Attentats au Sri Lanka : Le bilan s’aggrave à 359 morts, l’EI diffuse une vidéo des terroristes présumés


Une série d'attentat a visé des églises et des hôtels du Sri Lanka. (photo témoin Twitter)

Le bilan des attentats au Sri Lanka revendiqués par l’EI est passé à 359 morts et plus de 500 blessés ont annoncé les autorités.

Il s’agit d’une série d’attentats parmi les plus meurtriers depuis les attaques du 11 septembre. Le bilan c’est de nouveau aggravé ces dernières heures : 359 victimes ont été tuées par des kamikazes dans plusieurs églises et plusieurs hôtels de luxe du pays ce dimanche. Plus de 500 personnes ont également été blessées a annoncé aussi le gouvernement.

Le groupe État islamique a revendiqué les attentats ce mardi dans un communiqué diffusé par son agence Amaq. Quelques heures auparavant, plusieurs groupes pro-EI sur Telegram avaient diffusé des photos des terroristes présumés, qui se sont à priori tous fait exploser.

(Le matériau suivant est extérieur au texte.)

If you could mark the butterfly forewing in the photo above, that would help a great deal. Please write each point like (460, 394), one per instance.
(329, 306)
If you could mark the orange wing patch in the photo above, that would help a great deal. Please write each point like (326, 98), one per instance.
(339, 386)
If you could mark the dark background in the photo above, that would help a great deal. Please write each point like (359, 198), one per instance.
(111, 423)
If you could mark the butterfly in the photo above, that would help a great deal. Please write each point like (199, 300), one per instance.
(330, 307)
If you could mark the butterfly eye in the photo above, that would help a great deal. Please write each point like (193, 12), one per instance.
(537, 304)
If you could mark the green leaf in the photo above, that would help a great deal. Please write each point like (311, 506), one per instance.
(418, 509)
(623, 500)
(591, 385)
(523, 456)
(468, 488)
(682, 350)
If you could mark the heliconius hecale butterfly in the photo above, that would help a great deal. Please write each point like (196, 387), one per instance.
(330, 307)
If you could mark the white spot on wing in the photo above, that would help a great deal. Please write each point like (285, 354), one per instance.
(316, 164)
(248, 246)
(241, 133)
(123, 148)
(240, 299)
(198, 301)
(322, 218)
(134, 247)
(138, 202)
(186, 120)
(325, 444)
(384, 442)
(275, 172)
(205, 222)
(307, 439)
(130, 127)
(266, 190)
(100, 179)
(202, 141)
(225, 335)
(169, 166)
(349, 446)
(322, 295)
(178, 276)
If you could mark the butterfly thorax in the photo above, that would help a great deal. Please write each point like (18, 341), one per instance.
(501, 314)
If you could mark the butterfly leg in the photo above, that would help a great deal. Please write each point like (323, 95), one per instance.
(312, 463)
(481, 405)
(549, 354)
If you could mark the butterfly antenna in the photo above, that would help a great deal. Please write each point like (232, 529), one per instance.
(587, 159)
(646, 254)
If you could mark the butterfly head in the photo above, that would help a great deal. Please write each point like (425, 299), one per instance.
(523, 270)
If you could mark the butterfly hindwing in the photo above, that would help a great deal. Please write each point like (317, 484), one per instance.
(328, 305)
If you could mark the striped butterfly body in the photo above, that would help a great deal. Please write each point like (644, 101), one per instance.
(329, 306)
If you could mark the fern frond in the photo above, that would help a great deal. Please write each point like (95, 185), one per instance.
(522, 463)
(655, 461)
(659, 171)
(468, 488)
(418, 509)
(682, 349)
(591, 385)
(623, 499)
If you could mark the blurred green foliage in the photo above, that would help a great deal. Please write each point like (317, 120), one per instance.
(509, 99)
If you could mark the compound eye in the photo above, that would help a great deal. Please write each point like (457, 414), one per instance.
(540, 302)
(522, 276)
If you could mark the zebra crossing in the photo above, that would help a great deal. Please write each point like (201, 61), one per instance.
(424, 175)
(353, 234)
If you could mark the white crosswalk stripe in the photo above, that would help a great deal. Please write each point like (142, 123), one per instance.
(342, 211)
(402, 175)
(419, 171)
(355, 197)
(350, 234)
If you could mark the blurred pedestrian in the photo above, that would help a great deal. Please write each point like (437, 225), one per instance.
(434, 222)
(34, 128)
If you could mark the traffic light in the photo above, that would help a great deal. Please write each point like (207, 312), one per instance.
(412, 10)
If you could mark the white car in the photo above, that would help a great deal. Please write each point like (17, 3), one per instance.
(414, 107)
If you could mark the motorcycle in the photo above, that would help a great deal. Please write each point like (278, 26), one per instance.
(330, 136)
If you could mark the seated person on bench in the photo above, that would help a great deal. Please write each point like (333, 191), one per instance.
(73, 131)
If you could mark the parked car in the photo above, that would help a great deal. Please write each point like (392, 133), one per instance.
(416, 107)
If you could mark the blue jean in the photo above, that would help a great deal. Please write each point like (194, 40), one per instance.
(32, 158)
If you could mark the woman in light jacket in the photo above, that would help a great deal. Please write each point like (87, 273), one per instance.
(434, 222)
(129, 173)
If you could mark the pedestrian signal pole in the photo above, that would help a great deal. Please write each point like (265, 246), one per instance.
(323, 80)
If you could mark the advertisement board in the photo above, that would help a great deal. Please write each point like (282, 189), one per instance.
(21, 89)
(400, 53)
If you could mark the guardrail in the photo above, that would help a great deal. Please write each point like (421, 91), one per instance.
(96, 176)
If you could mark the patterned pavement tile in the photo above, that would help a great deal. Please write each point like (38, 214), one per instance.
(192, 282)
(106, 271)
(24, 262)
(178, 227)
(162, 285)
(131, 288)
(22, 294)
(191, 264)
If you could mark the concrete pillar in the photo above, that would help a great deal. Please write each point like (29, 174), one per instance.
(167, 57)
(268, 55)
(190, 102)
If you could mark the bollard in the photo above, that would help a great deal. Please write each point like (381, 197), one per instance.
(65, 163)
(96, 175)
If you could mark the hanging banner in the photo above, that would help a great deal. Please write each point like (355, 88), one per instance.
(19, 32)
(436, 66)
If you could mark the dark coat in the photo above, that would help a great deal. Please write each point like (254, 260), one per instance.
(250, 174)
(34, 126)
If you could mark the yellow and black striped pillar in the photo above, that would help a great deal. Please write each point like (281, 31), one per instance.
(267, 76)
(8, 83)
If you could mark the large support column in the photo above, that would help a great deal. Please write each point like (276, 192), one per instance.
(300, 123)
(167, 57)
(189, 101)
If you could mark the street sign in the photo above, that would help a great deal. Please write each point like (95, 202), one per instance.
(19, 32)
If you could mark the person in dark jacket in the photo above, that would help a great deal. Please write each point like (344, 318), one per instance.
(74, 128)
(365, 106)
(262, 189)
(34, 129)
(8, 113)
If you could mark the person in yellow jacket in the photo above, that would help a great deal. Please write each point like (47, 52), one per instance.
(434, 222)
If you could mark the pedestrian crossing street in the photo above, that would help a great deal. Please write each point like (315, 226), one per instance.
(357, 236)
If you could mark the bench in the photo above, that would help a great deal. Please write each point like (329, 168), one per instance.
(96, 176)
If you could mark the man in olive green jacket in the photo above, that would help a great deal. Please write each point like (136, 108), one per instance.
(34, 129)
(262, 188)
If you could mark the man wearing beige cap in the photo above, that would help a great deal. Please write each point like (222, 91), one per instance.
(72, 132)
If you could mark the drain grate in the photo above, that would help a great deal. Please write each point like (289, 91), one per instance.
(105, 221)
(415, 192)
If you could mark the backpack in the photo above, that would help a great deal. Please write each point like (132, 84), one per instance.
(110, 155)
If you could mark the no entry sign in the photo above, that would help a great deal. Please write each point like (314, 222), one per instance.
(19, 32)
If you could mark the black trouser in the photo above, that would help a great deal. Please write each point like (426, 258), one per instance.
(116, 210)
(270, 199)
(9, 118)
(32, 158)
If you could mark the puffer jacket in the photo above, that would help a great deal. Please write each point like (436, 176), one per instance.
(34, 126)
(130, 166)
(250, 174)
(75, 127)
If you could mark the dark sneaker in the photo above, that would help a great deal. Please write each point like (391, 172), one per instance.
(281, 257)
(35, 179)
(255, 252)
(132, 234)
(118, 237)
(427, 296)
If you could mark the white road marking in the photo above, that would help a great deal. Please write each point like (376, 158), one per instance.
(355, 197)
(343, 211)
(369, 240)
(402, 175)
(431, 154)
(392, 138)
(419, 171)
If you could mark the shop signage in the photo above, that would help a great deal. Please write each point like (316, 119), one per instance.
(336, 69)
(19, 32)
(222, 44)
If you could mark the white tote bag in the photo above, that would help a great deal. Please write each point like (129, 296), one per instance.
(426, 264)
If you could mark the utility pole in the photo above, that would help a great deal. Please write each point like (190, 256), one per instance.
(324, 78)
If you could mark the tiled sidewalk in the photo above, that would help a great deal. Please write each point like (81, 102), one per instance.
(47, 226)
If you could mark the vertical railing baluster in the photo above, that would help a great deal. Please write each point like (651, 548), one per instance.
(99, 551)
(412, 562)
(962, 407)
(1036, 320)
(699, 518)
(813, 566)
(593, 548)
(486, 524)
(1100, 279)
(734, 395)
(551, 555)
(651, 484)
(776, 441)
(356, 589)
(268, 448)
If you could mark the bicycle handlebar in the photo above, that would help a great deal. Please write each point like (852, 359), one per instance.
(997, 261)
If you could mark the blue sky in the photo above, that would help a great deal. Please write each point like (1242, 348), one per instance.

Plus tard dans la journée, l’organisation terroriste a diffusé une vidéo où on peut apercevoir huit individus, dont l’un n’a pas le visage masqué, avec en fond, le drapeau de Daech.

Par ailleurs, des images de vidéosurveillances montrant certains terroristes avant qu’ils se fassent exploser ont été diffusées par les médias locaux.

Huit terroristes identifiés

Les autorités sri-lankaises ont par ailleurs annoncé que 58 suspects avaient été arrêtés à ce stade de l’enquête. De nouvelles arrestations se sont en effet déroulées dans la nuit de mardi à mercredi : « Nous avons mené des opérations dans trois lieux et arrêté 17 suspects », a indiqué un porte-parole, Ruwan Gunasekera.

Huit assaillants ont été identifiés pour le moment, dont l’un d’eux avait étudié en Grande-Bretagne et en Australie. Les autorités savent aussi que deux frères sri-lankais musulmans faisaient partie des kamikazes auteurs des attaques et ont joué un rôle clef.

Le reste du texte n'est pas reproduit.